Au bout de cinq siècles de cette pratique, le nom unique va se heurter à de nombreux problèmes d'homonymie dus à un essor démographique sans précédent. En effet, pendant cette période des XIème, XIIème et XIIIème siècles où se sont formés les noms de famille, la population aurait triplé. Lorsqu'une majorité d'individus portait les mêmes noms, le choix se limitait aux noms les plus illustres, notamment ceux des saints, il est alors facile d'imaginer pourquoi le système du nom unique a volé en éclats.

Pour contrecarrer ces homonymies, nos ancêtres ont naturellement fait appel aux surnoms, c'est-à-dire qu'un qualifiant complémentaire au nom de baptême vient préciser l'identité. C'est ainsi que Bernard devint Bernard le grand, Louis le pieux, Victor du mont ou Bertrand le barbu. Ces surnoms étaient tirés soit de l'aspect physique de la personne, tel "le chauve", soit de son lieu d'origine, "du chemin", soit de son métier "le boulanger", soit de ses moeurs "cornevin" (qui réclame du vin) ou tout simplement ils exprimaient une continuité du nom de baptême comme Michelin pour Michel.

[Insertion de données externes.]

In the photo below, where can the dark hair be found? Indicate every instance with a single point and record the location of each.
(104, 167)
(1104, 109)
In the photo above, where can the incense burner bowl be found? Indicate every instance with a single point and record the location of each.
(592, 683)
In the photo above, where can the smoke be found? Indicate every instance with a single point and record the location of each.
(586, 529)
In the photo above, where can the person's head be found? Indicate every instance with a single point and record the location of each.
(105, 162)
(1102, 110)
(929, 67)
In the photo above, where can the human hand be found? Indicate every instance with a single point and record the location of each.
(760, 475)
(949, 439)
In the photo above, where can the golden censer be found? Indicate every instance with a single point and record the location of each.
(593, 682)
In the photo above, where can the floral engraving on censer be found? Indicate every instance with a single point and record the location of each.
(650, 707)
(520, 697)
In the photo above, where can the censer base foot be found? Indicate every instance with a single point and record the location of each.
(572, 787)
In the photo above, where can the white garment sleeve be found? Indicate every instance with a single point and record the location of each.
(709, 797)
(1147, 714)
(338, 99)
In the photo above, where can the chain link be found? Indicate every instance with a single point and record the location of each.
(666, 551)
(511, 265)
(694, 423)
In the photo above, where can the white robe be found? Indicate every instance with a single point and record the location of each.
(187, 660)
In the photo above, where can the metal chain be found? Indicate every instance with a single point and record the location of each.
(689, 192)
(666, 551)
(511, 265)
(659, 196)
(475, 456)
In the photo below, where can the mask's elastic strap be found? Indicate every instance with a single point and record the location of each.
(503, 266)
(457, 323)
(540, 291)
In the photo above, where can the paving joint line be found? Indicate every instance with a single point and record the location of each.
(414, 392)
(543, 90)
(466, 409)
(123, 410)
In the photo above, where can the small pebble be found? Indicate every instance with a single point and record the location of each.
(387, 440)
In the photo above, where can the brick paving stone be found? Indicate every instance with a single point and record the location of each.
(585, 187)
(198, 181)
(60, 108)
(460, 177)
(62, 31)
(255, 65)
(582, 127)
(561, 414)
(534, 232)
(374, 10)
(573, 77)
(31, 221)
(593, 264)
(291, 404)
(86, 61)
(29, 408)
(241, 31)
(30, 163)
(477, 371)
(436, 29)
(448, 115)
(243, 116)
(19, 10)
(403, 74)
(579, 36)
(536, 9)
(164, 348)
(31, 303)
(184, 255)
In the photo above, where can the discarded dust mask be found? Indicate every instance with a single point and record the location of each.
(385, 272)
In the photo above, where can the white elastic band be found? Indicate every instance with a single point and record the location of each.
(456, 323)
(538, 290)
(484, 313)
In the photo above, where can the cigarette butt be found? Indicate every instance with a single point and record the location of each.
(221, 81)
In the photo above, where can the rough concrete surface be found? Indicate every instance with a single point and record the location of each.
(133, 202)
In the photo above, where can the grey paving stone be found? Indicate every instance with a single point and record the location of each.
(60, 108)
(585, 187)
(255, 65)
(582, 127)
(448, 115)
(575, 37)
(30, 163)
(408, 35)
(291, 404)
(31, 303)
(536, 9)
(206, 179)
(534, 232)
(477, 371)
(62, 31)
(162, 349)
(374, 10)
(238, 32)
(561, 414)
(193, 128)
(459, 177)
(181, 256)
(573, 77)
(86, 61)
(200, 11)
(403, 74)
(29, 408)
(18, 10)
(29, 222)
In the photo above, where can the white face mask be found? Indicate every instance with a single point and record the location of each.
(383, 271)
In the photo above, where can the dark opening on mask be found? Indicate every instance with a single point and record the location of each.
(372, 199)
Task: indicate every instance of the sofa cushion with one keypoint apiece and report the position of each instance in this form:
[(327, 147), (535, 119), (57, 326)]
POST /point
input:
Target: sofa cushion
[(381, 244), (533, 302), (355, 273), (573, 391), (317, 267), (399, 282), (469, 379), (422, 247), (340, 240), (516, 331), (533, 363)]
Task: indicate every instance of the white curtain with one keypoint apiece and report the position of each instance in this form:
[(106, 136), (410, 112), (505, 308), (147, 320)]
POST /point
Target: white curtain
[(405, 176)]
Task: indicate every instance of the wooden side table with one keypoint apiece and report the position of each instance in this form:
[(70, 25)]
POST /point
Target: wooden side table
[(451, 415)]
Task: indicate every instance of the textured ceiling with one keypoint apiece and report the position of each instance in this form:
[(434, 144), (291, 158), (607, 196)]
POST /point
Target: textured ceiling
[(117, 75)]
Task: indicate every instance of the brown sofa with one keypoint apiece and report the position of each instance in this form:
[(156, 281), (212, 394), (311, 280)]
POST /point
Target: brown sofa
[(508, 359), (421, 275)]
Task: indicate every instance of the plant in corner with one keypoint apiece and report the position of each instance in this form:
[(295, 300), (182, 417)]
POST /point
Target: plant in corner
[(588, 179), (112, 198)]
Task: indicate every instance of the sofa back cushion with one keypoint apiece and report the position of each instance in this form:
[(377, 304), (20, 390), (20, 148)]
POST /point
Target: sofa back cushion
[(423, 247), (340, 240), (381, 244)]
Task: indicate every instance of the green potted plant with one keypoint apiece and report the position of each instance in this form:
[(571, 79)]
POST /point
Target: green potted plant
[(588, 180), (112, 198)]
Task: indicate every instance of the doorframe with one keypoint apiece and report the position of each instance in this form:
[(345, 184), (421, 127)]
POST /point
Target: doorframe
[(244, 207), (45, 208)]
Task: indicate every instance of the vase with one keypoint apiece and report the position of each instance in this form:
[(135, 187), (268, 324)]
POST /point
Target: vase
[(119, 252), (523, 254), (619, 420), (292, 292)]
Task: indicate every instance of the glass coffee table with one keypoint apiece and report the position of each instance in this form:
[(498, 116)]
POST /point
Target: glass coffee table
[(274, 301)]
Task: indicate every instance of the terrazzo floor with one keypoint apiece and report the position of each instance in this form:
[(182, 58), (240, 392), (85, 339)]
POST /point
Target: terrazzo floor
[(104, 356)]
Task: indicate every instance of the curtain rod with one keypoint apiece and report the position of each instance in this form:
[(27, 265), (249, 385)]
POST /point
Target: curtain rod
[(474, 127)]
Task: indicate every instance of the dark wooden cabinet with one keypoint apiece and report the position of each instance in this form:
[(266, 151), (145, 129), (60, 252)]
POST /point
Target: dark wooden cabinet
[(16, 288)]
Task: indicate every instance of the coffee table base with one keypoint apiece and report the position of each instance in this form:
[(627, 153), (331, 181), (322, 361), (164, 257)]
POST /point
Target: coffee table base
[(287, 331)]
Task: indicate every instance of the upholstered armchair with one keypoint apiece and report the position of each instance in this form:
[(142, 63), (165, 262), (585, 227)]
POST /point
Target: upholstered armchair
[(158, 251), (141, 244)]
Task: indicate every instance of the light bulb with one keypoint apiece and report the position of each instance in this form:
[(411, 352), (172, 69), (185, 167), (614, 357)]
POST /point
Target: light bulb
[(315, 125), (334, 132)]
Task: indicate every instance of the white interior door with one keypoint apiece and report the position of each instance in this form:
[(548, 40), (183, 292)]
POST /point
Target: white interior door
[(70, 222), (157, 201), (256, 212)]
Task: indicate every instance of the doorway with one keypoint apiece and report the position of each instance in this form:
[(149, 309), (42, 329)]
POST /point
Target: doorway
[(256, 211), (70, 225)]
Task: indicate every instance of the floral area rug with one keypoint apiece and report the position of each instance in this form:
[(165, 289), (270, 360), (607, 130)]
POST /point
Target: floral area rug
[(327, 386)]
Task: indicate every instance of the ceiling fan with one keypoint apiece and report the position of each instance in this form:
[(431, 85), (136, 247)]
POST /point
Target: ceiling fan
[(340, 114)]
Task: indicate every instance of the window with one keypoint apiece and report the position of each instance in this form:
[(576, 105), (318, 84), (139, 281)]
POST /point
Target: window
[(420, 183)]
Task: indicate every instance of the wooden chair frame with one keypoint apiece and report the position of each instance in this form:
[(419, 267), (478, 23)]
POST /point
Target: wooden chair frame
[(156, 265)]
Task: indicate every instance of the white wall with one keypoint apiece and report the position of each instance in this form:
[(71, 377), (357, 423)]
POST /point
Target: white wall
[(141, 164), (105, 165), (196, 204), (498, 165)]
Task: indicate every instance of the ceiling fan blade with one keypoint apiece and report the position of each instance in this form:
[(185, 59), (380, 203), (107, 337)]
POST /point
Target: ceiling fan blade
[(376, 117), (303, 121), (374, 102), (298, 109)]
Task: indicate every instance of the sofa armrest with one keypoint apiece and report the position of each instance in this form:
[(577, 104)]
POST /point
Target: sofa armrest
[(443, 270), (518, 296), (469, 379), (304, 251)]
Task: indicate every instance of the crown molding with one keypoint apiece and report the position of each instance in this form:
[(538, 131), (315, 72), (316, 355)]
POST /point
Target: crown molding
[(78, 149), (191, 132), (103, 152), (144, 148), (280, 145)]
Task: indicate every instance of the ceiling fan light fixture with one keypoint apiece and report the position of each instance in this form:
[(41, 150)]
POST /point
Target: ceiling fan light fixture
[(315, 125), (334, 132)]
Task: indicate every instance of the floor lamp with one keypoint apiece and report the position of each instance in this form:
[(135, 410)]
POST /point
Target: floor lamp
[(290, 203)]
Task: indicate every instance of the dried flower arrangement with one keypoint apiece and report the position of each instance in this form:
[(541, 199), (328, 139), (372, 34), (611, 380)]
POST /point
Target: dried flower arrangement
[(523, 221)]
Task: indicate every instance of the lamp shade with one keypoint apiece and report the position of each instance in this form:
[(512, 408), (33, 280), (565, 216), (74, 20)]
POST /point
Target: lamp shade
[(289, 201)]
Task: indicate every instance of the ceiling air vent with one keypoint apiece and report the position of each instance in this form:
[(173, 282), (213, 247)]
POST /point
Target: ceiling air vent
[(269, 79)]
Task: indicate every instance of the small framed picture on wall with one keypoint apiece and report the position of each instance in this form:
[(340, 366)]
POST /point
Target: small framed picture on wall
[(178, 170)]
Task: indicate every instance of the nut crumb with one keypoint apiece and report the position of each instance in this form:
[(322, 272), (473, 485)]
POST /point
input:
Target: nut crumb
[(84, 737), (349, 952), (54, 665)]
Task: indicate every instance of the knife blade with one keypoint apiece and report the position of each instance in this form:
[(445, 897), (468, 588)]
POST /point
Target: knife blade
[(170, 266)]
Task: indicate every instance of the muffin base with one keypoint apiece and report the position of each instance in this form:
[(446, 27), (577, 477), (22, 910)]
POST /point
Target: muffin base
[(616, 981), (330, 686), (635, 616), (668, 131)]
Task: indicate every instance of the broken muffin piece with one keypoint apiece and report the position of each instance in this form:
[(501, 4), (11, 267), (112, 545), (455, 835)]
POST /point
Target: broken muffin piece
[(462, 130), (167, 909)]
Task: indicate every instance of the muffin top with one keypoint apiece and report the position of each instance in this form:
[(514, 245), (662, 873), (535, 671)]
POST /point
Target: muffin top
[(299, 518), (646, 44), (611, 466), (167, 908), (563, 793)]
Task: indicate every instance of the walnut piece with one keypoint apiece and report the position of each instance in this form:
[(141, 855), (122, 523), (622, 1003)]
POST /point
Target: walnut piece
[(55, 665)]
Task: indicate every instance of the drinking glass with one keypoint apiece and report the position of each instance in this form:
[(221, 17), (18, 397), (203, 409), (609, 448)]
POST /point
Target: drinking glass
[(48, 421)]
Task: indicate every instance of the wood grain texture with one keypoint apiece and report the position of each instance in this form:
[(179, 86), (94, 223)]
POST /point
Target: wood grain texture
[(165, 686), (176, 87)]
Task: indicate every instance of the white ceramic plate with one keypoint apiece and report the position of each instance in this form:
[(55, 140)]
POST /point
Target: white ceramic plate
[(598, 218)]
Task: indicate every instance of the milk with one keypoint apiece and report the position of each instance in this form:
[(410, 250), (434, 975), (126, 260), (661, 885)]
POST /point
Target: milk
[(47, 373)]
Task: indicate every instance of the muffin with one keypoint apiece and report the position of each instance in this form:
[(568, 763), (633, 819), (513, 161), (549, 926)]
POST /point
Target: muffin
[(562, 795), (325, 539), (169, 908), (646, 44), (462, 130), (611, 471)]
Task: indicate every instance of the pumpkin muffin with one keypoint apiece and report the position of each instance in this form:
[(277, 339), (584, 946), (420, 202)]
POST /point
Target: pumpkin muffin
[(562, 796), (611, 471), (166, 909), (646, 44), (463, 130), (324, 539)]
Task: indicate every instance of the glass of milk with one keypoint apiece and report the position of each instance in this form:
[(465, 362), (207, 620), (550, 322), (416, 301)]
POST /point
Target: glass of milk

Pourquoi le nom GAGNARD s'est-il fixé en nom de famille ? Ce surnom a d'abord affecté un homme, puis toute la "maisonnée". Ce nom "collait à la peau" de vos aïeux, c'était la maison "des gagneur". Et dans les actes administratifs, les rôles d'impôts, etc. qui sont à l'origine de la transmission héréditaire, les scribes notaient, s'il n'avait pas encore de surnom, l'identité de l'individu, par la mention du type "Jehannes filius Petri dict gaaignard" (Jean fils de Pierre), puis plus tard, pour faire court "Jehannes gaaignard", sous entendu "fils de". Ainsi, le surnom du père se transmet. Voilà pourquoi, quelque trente générations plus tard, vous vous appelez toujours GAGNARD et que vous êtes, en France, environ 1 100 porteurs de ce patronyme.